In 2014, I joined Sarmad Khoosat’s drama project, Mor Mehal for Geo TV. The drama depicted the Mughal era and I worked as a set director. Later, my thesis work started and I had to balance work and study. I resigned from the job to focus on my thesis. I was late to submit my thesis and lost two years of study and my job. But I kept doing freelance work and completed my thesis two years later.
TNS: What was your thesis about?
SAAS: My thesis was about therapeutic space created through architecture. It focused particularly on the children of Parachinar who were affected by sectarian strife and the war on terror. The subject is close to my heart.
TNS: How supportive was your family when you decided to pursue design over architecture?
SAAS: They were not supportive as drama and art are not part of our culture. They wanted me to pursue architecture. However, I chose my path. I enjoy being among creative minds. I am also financially better off.
TNS: Will you share an unforgettable moment of your life?
SAAS: I got a call from an uncle telling me that my father had been released by the kidnappers. I did not know that the elders of the family were bringing back his body. The second most memorable event was my admission in NCA.
TNS: What was your father like? What kind of relationship did you have with him?
SAAS: We lived in Jamrud, capital of Khyber Agency where my father was principal of Government Elementary College. The political agent had informed him of threat to his life for being a Shia. The Taliban were after us so we were confined to indoors. We were pressing him to move out from the city. He decided to open a school in Parachinar as he did not want to give up teaching. On November 29, 2008, I received the news of his kidnapping while I was taking my exams. We received his body on December 6.

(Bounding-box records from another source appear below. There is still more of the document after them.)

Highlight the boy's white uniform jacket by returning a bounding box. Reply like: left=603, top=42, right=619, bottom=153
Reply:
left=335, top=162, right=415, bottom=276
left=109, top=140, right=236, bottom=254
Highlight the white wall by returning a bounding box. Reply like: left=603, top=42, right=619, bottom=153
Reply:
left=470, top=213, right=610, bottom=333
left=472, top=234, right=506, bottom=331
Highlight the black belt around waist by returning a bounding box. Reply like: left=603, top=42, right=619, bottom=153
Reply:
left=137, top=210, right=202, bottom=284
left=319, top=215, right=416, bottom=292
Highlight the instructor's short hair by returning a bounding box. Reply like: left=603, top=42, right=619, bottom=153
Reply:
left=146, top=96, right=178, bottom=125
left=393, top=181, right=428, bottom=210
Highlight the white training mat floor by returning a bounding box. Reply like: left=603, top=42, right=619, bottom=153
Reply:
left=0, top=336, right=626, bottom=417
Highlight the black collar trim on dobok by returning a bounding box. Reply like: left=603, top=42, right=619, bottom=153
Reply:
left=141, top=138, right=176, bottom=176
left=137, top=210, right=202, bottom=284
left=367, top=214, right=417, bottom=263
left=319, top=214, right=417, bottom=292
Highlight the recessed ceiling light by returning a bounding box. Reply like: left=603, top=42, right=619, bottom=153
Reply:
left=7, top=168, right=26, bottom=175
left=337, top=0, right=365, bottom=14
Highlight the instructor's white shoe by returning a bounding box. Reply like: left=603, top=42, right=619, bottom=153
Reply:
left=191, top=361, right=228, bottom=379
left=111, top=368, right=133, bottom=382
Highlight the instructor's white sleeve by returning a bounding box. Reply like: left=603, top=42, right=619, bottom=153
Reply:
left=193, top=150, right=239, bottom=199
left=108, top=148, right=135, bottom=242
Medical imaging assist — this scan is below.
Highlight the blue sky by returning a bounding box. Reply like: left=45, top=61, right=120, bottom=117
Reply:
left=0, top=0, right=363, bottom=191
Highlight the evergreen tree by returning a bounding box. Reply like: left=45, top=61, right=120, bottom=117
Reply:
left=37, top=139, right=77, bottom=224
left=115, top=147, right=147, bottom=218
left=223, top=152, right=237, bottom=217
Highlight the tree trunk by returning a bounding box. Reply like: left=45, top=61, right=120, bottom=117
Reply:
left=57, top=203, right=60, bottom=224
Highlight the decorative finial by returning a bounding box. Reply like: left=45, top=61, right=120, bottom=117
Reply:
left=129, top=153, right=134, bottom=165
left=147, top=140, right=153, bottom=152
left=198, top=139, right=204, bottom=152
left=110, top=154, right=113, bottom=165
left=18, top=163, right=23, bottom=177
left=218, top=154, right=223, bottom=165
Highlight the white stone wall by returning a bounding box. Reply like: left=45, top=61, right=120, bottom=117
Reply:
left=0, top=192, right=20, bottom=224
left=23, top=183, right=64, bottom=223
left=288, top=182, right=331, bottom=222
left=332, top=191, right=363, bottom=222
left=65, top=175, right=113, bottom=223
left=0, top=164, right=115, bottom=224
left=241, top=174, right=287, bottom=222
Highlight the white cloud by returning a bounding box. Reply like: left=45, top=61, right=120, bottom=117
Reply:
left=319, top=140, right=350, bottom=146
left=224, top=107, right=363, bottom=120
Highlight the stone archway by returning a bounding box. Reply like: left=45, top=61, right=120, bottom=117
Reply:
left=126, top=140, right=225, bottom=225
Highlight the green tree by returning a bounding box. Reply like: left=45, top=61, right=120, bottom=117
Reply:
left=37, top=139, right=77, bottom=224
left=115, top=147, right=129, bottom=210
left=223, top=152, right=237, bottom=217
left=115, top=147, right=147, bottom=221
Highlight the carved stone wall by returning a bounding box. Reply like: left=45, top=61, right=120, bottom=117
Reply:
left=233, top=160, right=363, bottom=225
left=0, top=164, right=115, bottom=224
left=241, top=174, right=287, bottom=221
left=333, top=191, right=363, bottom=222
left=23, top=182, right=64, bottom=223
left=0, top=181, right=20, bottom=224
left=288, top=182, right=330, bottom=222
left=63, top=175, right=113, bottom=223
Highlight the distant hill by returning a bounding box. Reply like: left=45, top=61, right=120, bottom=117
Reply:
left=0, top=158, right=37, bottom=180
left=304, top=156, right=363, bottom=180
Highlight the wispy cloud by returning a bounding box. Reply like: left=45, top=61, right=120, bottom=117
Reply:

TNS: What has life been like after that?
SAAS: Our troubles did not end. My elder brother, who was working in the UAE, came back to Pakistan. One day he suddenly went missing. After a few weeks he called us from Malaysia to say he had tried to illegally migrate to Australia but had been detained for six months. On his release he again set out for Australia by sea. On December 21, 2012 the boat carrying 210 people, including 110 from Parachinar capsized. While many on board drowned, some were rescued. My brother is still missing. His family lives with us. The uncertain conditions in Parachinar have forced many people to take the escape.
My elder brother was killed in 1987. I was born after that and received a lot of love and affection. It’s not easy to live away from one’s family as I have had to do most of my life. Today I am stronger and determined to make something of my life.
TNS: Did moving to Lahore involve a cultural shock?
SAAS: (Laughing) Lahore Lahore aye but even after living here for nine years I cannot connect with this city on a personal level. Lahoris are great. They are light hearted and enjoy life to the hilt. The best thing about Lahore is the freedom; people are very forgiving and mostly mind their own business unlike most people in tribal cultures.
TNS: When is Zindagi Tamasha releasing? The trailer seems to be touching a very controversial topic, does it?
SAAS: Zindagi Tamasha is set to release in January. It is an important subject and very close to reality. There could be a backlash but I feel until and unless we touch taboo issues we won’t break the barriers. I learned this from Sarmad Khoosat. He is my mentor and friend. I have learned a lot from him.
TNS: What is one thing that you want to do in your life?
SAAS: I feel that Pashto cinema has nothing to do with art. I want to make good art movies in Pashto.